I don't want to build on your platform, build on my platform
I don't want to use your money, use my money
I don't want to enrich you, enrich me
The story of this industry
@nic People inherently know that minting your own money is a scam, in that there is nothing to back it.
Satoshi had this backdrop and the fact that people are not acquainted with non-state money and no certainty that what he was making would gain moneyness.
Once the value of the system was proven, the game changed. Satoshi built a self-banking network, others are trying for piggy banks.
For the honest, there may be a unit of account out there with your pseudonym on it.
I agree, but it is open to question as to why he/she/it didn't burn the coins he/she/they mined. There's various possibilities, it seems to me.
@waxwing @nic Damn autocorrect 😂 I guess if they were many people it could have been difficult for all of them to agree on what to be done, or Satoshi left too early and didn't foresee the development of Bitcoin, so it didn't seem necessary to do that at the time and would have seemed awkward after years of silence.
@waxwing leaving them unconsolidated is 'good enough' for me. i suspect it was probably because satoshi didn't want people to know exactly how many s/he had, for fear of ruining the early perceived legitimacy of the system
@nic This is a rare situation where I disagree with you.

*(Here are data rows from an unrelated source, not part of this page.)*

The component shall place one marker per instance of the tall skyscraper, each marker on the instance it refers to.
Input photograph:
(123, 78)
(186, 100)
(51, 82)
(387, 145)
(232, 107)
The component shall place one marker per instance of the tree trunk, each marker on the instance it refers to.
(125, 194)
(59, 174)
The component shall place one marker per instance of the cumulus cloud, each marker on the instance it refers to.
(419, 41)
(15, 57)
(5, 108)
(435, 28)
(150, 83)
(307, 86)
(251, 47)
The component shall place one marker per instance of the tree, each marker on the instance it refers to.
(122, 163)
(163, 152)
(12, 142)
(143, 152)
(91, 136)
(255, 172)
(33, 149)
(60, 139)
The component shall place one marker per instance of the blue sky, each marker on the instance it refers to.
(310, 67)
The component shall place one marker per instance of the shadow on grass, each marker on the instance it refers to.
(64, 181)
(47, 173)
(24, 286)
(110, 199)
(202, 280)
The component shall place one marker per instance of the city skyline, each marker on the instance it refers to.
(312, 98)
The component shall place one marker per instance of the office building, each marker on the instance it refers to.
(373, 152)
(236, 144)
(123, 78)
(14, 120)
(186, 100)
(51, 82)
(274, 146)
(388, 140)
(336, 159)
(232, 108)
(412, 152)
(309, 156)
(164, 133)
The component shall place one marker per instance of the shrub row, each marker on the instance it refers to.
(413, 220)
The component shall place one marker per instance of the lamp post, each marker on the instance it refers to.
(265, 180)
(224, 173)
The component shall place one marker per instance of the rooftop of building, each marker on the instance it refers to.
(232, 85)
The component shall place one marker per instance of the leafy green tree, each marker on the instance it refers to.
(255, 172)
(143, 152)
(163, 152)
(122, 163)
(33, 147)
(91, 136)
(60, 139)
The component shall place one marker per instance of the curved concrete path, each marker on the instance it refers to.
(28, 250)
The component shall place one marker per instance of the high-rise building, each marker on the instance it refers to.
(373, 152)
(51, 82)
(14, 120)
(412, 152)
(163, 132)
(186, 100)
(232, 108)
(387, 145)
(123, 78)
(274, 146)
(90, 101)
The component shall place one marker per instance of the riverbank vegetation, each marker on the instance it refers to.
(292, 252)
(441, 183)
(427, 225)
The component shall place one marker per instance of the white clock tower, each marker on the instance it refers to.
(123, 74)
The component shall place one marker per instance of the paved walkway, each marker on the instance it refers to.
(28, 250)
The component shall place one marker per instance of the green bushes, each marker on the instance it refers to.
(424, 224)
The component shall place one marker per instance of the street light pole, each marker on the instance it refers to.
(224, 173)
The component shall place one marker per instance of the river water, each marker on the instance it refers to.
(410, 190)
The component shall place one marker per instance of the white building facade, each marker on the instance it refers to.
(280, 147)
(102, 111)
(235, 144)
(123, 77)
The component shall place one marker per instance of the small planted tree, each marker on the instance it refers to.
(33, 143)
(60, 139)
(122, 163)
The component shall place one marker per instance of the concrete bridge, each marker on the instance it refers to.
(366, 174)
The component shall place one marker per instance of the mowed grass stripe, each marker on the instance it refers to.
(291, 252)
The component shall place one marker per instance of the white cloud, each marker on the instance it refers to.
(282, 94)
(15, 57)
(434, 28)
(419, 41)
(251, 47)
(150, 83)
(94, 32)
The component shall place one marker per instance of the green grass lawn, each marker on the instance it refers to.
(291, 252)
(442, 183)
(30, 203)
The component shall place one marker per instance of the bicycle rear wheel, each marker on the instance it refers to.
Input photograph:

Everyone should be free to mint their own money. They just aren't welcome to any guarantee that their Chuck E. Cheese tokens will be valued or honored by anyone else.
@nic I've always seen Satoshi's private keys as the "keystone" to Bitcoin. I believe he knew this as well, and honestly I wouldn't be surprised if he purposefully destroyed any record of those keys to preserve the system he had created. He had the discipline to walk away and not meddle, he most certainly would have the fortitude to make that choice about his coins.